Contexte et objectifs

En 2020, la 43e session de la Commission du Codex Alimentarius a approuvé l' »Élaboration de directives pour l’utilisation et la réutilisation sans danger de l’eau dans la production alimentaire » proposée à la 51e session du Comité du Codex sur l’hygiène alimentaire (FAO et OMS, 2020a). Pour soutenir ce travail, il a été demandé au JEMRA de fournir un avis scientifique sur les applications sectorielles et les études de cas pour déterminer des critères microbiologiques appropriés et adaptés à l’origine, à l’utilisation et à la réutilisation de l’eau dans les domaines suivants :

– les produits frais

– le poisson et les produits de la pêche, de la production primaire à la vente au détail ; et

– le secteur laitier, de la récolte du lait à la fabrication.
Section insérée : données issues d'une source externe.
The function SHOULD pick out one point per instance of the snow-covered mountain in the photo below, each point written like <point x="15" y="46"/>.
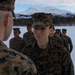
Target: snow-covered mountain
<point x="49" y="9"/>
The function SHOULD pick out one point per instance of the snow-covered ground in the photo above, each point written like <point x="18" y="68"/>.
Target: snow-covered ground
<point x="70" y="32"/>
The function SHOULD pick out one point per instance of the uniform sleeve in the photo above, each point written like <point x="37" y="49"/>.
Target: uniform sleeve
<point x="67" y="65"/>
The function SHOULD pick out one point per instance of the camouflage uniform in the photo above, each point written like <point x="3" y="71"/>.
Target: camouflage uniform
<point x="70" y="45"/>
<point x="55" y="60"/>
<point x="17" y="43"/>
<point x="28" y="37"/>
<point x="57" y="39"/>
<point x="15" y="63"/>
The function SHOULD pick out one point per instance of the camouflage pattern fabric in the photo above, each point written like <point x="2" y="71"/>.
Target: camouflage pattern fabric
<point x="28" y="37"/>
<point x="15" y="63"/>
<point x="54" y="60"/>
<point x="70" y="45"/>
<point x="17" y="43"/>
<point x="57" y="39"/>
<point x="7" y="5"/>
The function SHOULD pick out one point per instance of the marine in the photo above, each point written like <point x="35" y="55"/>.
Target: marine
<point x="15" y="63"/>
<point x="49" y="57"/>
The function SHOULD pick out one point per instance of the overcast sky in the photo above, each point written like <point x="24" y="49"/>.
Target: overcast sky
<point x="21" y="5"/>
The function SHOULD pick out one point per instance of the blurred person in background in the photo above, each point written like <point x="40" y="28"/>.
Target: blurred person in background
<point x="17" y="42"/>
<point x="29" y="36"/>
<point x="11" y="61"/>
<point x="70" y="44"/>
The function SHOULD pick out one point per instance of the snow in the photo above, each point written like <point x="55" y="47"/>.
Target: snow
<point x="70" y="32"/>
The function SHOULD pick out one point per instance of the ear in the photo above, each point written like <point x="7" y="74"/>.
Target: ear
<point x="6" y="20"/>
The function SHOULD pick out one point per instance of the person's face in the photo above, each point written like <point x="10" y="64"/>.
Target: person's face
<point x="41" y="33"/>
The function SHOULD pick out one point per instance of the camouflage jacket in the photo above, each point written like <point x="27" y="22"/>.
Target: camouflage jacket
<point x="17" y="43"/>
<point x="7" y="5"/>
<point x="70" y="45"/>
<point x="15" y="63"/>
<point x="28" y="37"/>
<point x="56" y="39"/>
<point x="54" y="60"/>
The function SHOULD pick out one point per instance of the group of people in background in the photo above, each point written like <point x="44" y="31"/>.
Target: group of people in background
<point x="44" y="55"/>
<point x="45" y="45"/>
<point x="56" y="35"/>
<point x="61" y="37"/>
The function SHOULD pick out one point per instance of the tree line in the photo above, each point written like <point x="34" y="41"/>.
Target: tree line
<point x="57" y="20"/>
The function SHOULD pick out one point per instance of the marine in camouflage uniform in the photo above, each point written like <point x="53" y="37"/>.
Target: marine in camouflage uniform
<point x="64" y="41"/>
<point x="11" y="61"/>
<point x="29" y="36"/>
<point x="53" y="59"/>
<point x="17" y="42"/>
<point x="15" y="63"/>
<point x="70" y="44"/>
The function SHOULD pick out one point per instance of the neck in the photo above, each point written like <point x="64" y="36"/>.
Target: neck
<point x="43" y="44"/>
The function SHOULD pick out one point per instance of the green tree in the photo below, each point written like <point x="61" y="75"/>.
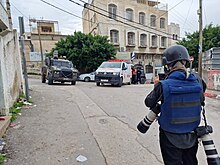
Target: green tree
<point x="211" y="38"/>
<point x="86" y="51"/>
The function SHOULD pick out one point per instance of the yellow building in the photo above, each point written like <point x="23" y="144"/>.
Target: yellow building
<point x="139" y="26"/>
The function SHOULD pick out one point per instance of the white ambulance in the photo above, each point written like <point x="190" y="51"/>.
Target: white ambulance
<point x="114" y="72"/>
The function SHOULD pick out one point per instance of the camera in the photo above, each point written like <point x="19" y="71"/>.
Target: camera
<point x="203" y="132"/>
<point x="144" y="125"/>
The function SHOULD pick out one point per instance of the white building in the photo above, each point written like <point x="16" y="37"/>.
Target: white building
<point x="139" y="26"/>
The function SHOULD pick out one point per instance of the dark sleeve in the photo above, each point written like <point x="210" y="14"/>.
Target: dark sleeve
<point x="204" y="86"/>
<point x="154" y="96"/>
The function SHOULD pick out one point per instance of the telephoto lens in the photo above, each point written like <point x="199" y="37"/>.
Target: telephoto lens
<point x="210" y="150"/>
<point x="203" y="132"/>
<point x="144" y="125"/>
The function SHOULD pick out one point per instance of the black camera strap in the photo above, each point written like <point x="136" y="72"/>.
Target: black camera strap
<point x="204" y="117"/>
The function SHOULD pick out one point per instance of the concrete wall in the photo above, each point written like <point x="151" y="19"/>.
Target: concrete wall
<point x="10" y="71"/>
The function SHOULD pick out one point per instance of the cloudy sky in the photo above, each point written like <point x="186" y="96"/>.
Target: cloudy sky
<point x="182" y="12"/>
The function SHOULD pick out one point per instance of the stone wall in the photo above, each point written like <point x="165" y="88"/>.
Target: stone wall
<point x="10" y="70"/>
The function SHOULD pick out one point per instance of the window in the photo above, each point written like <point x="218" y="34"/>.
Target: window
<point x="142" y="18"/>
<point x="131" y="38"/>
<point x="143" y="40"/>
<point x="129" y="14"/>
<point x="162" y="23"/>
<point x="163" y="42"/>
<point x="153" y="20"/>
<point x="112" y="9"/>
<point x="46" y="29"/>
<point x="154" y="41"/>
<point x="114" y="36"/>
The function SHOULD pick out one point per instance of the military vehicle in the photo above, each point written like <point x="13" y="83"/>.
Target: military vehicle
<point x="60" y="70"/>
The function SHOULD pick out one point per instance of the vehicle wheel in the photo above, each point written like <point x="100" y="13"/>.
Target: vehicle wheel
<point x="50" y="80"/>
<point x="120" y="82"/>
<point x="86" y="79"/>
<point x="43" y="78"/>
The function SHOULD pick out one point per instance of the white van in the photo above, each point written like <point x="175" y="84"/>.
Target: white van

L’objectif de cette réunion était d’élaborer des orientations claires et pratiques sur les critères et les paramètres pouvant être utilisés pour déterminer si l’eau est propre à l’approvisionnement, à l’utilisation et à la réutilisation en appliquant des approches fondées sur le risque dans le secteur de la pêche et de l’aquaculture. Le champ d’application comprend la récolte et la production de poissons et de produits de la pêche tout au long de la chaîne alimentaire, de la production primaire à la transformation, y compris les navires de pêche, les sites de production d’eau douce et les installations de transformation.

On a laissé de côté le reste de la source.